Discussions around legalising marijuana are increasing across Africa, especially as more countries are rolling out medicinal marijuana regulations with the aim of economic growth in the country concerned.

In South Africa, the cannabis industry is an emerging market with immense potential that will not only benefit individuals but also promises to inject billions into the economy.

However, the South African government has been accused of dragging its feet, slowing down the process of legalisation of marijuana.

In 2020 a draft law regulating legal marijuana possession in South Africa was published ahead of its submission to Parliament. Its publication follows a Constitutional Court ruling back in September 2018 that legalised the personal use and cultivation of marijuana although its trade remains illegal.

BFASA the solution they have suggested to authorities includes giving out land to landless black South Africans, along with permits so that they can still farm but then they need to supply to a co-op.

"For starters, we'd do co-ops. Give the people the land or we (use) containers, each owns a container.

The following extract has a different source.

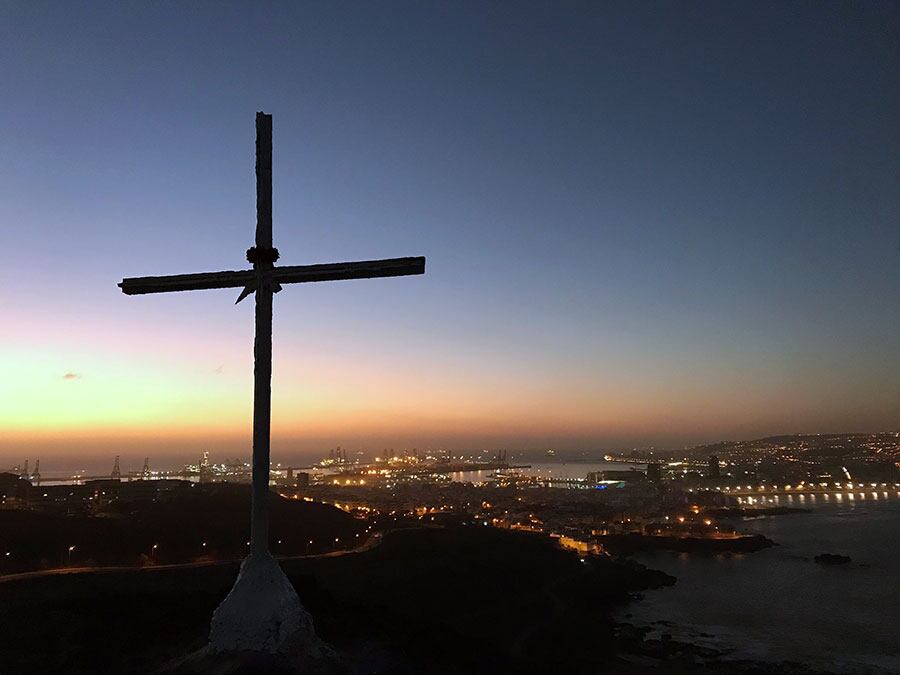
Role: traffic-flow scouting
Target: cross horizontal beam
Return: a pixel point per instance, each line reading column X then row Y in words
column 298, row 274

Monarchs and Chiefs must also put containers because there is no dignity for our traditional leaders right now. We even suggested that they give three licenses that are bankable so that if a person comes with an investor, the investor pays everything to SAHPRA, and builds the structure that will be in line with the standards of the Medicine Act," said Mtshagi.

In South Africa, an adult may possess unlimited amounts of seeds or seedlings, but only four flowering plants per adult (and a maximum of eight in homes with two or more adults). You may have 600 grams of dry dagga at home (if you live alone) or 1.2 kilograms in a home with two or more adults.

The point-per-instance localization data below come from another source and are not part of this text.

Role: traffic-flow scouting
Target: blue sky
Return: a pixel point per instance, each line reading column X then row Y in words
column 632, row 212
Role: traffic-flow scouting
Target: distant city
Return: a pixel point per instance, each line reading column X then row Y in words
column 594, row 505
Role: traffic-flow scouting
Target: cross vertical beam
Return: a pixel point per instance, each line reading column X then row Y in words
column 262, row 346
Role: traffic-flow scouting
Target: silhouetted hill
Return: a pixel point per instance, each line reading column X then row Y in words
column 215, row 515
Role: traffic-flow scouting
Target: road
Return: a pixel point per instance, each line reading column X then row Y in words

What's not very clear is what the prescribed allowed quantity is and who the drafters consulted to determine that four flowering plants are what you need as one adult, and eight flowering plants are what you get for private space or dwelling where you have two adults or more. In a South African context, this may be considered discriminating, especially in a country where there are many households that have more than two adults living in one space.

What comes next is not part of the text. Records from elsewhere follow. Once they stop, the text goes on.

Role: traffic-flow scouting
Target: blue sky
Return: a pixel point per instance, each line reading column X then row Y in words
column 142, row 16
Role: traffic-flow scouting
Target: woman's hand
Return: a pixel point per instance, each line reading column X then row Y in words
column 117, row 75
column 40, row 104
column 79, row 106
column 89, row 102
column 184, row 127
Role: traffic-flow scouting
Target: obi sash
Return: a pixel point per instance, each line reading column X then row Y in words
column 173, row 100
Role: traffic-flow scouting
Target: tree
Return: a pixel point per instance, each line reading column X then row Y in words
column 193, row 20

Questions have been asked on what is a private space and who has access to private spaces. In South Africa, many people don't have access to private space and live on communal land, so they can't exercise their right to cultivate, possess and consume marijuana. People in the Eastern Cape and other parts of South Africa are still selling marijuana (usually called dagga in South Africa) but it has little to no value since it's illegal.

Mtshagi said: "The market is occupied by the monopoly. We are not racist but those that want to do business need to understand that BEE compliance must be in place. That means a minimum of 51% must be black-owned so that we balance the scale and close the gap. By doing so, we can work together. So SAHPRA's view is different from our view because they only care for their pockets. Their vision is not for the people and their focus is to make white empowerment in South Africa. If we get new leaders we'll put the proposals to them and we will be part of that board to make sure that transformation is taking place at a higher speed."

Editor's note: allAfrica.com called, left WhatsApp and voicemail messages, but was unable to get a response from the Minister of Health Mkhize's spokesperson Lwazi Manzi.